A few months have passed since the writing contest, and I got an email saying I won it. I thought it was a scam at first until I found a pre-ordered copy of Cyberpunk 2077 waiting in my Steam library. I was so happy, and I could hardly wait until its release in 2020.
Unfortunately, I cannot vouch for what I wrote down in that writing contest.
First Impression on Cyberpunk 2077
So there I was on December 10, 2020, very excited to open Cyberpunk 2077. My PC runs on an MSI GTX 1660 Ti, Intel i7-7700, 16 GB of RAM, and 2 TB of SSD. Overall, the game was running smoothly at high settings under 1080p resolutions. However, there were some occasional frame dips here and there, but I was fine with that since I know there will be upcoming patches to its optimization. What I WAS NOT okay with is the unbelievable amount of bugs. And they’re not just any bugs, they’re game-breaking bugs.
Look, I’m all for bugs really, and I can tolerate those since they can make the game funny and even better at times. I even did love Skyrim when it first came out because of its messy bugs, but I wasn’t hyped about the game. But if you’ve waited eight years with the claim of the developer saying they’ll release it “when it’s ready” and you trust those words, it’s a different topic.
Over-Promised Yet Delivered on Most Areas
While I may not have praised this game as a sort of second coming of Jesus Christ, I did expect CDPR to live up to their promises. These include diversified weapons, gameplay similar to Deus Ex: Human Revolution and Mankind divided, and the world of Night City as a living breathing universe. Add to that are entering multiple buildings, interacting with all the stores and vendors, people noticing your fashion (even if you go butt naked).
Sadly, none of these ever came to blossom.

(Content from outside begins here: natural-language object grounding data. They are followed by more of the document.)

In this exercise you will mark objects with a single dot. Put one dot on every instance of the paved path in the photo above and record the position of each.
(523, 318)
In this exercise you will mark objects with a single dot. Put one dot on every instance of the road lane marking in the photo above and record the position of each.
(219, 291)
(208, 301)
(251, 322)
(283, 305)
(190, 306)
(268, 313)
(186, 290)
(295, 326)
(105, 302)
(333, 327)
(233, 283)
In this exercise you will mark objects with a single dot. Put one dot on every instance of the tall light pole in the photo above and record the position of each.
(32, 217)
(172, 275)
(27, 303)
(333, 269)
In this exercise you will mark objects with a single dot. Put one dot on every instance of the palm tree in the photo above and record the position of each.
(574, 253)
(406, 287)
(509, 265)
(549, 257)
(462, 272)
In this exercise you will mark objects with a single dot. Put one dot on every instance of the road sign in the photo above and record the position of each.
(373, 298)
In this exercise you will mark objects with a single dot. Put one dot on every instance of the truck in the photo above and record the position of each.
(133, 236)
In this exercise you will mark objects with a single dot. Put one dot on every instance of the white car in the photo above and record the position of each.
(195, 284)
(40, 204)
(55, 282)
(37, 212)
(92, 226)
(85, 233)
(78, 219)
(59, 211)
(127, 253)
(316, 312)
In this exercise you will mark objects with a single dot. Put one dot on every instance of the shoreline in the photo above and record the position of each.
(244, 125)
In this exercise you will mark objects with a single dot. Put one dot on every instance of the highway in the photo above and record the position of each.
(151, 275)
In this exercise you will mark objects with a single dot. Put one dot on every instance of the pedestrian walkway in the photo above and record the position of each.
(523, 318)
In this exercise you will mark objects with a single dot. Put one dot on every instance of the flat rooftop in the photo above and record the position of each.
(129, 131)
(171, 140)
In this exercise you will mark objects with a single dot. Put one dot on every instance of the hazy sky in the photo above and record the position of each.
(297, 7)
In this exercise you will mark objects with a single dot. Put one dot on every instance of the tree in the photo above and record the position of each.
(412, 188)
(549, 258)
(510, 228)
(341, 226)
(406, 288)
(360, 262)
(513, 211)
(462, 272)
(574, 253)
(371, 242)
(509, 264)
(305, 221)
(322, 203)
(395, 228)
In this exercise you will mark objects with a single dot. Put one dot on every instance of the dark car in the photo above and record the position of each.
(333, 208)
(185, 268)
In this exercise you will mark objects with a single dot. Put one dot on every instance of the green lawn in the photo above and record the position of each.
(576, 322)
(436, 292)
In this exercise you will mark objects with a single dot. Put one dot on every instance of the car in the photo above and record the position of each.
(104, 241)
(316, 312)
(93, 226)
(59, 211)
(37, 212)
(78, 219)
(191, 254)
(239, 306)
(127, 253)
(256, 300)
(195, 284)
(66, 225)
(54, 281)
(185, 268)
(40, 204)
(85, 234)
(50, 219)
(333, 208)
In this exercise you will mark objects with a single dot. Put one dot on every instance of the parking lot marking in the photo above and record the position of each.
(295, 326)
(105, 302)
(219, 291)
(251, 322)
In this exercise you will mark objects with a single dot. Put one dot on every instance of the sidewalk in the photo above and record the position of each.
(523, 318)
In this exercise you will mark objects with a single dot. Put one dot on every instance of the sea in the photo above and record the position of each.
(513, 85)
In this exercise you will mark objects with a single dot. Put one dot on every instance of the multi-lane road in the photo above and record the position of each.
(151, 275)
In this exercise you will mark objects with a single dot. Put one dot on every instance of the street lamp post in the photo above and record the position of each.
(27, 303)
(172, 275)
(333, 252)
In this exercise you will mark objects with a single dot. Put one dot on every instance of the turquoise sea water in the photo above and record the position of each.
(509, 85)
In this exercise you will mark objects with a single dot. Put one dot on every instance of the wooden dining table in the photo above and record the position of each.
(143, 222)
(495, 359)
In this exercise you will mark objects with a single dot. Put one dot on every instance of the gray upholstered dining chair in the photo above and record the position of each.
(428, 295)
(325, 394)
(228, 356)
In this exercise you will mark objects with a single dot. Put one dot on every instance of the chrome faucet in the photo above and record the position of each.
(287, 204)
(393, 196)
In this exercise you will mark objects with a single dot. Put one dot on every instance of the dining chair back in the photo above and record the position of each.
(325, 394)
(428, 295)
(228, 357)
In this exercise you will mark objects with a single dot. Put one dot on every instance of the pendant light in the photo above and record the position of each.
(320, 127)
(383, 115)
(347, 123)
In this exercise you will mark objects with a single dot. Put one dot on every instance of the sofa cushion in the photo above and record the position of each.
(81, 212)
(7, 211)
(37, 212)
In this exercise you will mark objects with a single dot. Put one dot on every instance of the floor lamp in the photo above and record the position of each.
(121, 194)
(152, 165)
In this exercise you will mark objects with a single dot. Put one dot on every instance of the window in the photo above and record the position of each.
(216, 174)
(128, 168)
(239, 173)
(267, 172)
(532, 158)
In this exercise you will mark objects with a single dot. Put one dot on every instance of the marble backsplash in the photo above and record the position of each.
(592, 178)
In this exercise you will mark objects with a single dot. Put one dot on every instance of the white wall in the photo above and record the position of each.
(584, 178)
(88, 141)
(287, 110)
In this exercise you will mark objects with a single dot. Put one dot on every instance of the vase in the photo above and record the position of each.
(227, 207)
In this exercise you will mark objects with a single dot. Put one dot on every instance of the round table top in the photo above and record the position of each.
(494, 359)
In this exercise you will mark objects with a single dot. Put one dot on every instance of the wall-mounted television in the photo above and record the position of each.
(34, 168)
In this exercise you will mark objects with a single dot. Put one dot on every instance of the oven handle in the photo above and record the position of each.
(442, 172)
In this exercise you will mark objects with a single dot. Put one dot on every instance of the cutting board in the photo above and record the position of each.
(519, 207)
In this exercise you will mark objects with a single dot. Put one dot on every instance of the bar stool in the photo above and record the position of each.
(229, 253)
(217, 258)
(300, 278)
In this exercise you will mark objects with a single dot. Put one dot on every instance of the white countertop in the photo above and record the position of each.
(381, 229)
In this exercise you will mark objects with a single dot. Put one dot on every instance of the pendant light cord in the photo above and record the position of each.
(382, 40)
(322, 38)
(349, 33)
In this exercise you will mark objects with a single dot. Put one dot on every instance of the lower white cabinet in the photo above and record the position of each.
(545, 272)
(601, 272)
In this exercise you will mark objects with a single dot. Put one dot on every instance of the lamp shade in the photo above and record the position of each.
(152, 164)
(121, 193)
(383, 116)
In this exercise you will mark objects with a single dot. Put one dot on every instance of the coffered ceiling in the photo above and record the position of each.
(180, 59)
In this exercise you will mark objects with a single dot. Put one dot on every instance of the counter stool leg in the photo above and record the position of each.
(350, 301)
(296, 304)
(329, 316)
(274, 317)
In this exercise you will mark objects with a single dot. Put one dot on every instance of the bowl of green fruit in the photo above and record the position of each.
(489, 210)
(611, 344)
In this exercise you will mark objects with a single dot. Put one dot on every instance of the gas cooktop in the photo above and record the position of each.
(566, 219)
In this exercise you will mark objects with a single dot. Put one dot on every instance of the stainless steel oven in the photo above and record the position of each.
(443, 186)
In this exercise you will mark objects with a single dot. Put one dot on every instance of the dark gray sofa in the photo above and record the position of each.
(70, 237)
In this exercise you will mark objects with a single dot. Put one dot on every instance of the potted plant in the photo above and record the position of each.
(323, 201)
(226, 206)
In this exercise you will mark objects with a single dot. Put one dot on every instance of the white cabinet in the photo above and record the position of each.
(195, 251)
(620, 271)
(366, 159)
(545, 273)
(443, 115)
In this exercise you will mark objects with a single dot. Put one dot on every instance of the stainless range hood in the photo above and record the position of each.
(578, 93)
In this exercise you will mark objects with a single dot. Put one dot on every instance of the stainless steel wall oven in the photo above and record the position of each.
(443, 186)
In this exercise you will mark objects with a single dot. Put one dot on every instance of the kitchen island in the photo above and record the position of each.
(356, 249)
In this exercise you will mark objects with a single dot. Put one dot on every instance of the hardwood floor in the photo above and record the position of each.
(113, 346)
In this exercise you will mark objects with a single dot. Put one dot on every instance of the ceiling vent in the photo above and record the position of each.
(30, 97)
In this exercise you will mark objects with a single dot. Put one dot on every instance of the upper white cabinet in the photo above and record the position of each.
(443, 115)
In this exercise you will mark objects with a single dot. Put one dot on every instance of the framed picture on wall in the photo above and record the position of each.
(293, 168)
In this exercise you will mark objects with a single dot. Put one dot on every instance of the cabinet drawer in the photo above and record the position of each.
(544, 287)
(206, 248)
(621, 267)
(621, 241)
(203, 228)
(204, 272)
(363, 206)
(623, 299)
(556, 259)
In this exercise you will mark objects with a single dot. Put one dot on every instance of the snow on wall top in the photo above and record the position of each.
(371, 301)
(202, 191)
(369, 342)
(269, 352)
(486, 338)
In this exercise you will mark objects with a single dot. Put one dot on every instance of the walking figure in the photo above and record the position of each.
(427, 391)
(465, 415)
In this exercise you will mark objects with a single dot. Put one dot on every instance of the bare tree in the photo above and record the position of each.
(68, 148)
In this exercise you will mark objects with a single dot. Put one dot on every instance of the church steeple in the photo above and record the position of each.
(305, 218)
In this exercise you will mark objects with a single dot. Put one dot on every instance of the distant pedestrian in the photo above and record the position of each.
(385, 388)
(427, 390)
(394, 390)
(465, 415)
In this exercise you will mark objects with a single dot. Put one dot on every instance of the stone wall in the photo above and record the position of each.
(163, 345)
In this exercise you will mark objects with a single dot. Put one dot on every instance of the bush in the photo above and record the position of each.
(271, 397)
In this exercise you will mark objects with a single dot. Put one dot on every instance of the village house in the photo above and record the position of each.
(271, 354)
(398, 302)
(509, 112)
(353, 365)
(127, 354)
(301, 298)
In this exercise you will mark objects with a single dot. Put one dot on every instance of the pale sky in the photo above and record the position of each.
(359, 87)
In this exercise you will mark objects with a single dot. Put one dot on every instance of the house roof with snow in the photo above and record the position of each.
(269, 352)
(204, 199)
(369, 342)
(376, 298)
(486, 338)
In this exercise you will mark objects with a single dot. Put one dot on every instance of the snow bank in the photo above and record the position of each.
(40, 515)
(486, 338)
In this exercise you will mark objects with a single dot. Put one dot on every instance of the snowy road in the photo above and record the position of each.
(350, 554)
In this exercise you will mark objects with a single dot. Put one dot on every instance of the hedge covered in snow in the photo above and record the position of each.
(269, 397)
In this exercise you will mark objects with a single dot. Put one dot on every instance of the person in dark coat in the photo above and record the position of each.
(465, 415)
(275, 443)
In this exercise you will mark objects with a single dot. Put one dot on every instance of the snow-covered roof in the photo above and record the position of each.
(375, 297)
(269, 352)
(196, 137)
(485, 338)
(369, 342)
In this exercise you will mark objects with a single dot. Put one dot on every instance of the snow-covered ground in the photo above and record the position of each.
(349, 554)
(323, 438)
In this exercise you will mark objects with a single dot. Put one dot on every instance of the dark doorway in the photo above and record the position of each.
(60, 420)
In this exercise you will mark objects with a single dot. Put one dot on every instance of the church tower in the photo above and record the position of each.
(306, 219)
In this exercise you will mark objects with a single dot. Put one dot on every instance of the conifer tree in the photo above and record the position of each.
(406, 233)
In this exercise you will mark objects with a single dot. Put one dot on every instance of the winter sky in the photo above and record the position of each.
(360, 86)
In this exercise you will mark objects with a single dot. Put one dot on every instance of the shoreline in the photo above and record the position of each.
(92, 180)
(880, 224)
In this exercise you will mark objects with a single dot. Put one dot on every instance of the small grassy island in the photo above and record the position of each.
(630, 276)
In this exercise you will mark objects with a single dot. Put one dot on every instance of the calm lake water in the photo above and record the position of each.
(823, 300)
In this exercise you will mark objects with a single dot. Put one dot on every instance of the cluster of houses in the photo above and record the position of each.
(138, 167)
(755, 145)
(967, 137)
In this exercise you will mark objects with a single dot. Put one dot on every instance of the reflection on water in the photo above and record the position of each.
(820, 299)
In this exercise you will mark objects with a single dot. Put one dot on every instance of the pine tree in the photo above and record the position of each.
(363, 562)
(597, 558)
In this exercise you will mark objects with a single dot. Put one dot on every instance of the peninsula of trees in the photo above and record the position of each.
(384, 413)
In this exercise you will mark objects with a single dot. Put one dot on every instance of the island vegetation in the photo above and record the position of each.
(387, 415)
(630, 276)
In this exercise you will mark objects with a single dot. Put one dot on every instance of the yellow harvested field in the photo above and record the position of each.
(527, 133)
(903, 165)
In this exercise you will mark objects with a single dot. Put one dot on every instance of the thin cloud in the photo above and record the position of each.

And then there’s the combat and driving. Both are stiff; that’s all I can say. And what’s up with the melee mechanics, though? Enemies are bullet sponges; you can’t even know what level they are, so you’re practically messed up if you think you can raid a territory only to die in just two hits. Other than that, weapons are loot-em-ups with different tiers and the ammo count is oddly scarce. As for the driving, well, let’s just say it’s so floaty, especially if you are used to GTA 4 and 5’s driving system.
However, what they did nail very hard is the story. The voice acting is amazing, the narration makes sense, the pacing is consistent, and the sarcasm of Johnny Silverhand. While I did expect the game to have more choices and your decisions ultimately changing the balance of the city, it was quite linear. I wasn’t able to shoot certain NPCs and get away with them just because I wanted to like in Deus Ex, and the first act all ended in the same way. Moreover, most of the dialogues (emphasis on MOST) in the game do not affect the story at all.
Yet, in the end, I did have a good time with the game mainly because of the story and the beauty. However, the NPCs, the textures, the optimization, just about everything else besides the stories and side missions really need some big improvements. Right now, the game is dying. But if I were to predict its state six months to two years from now, I would say it would have been what it should have back on December 10, 2020.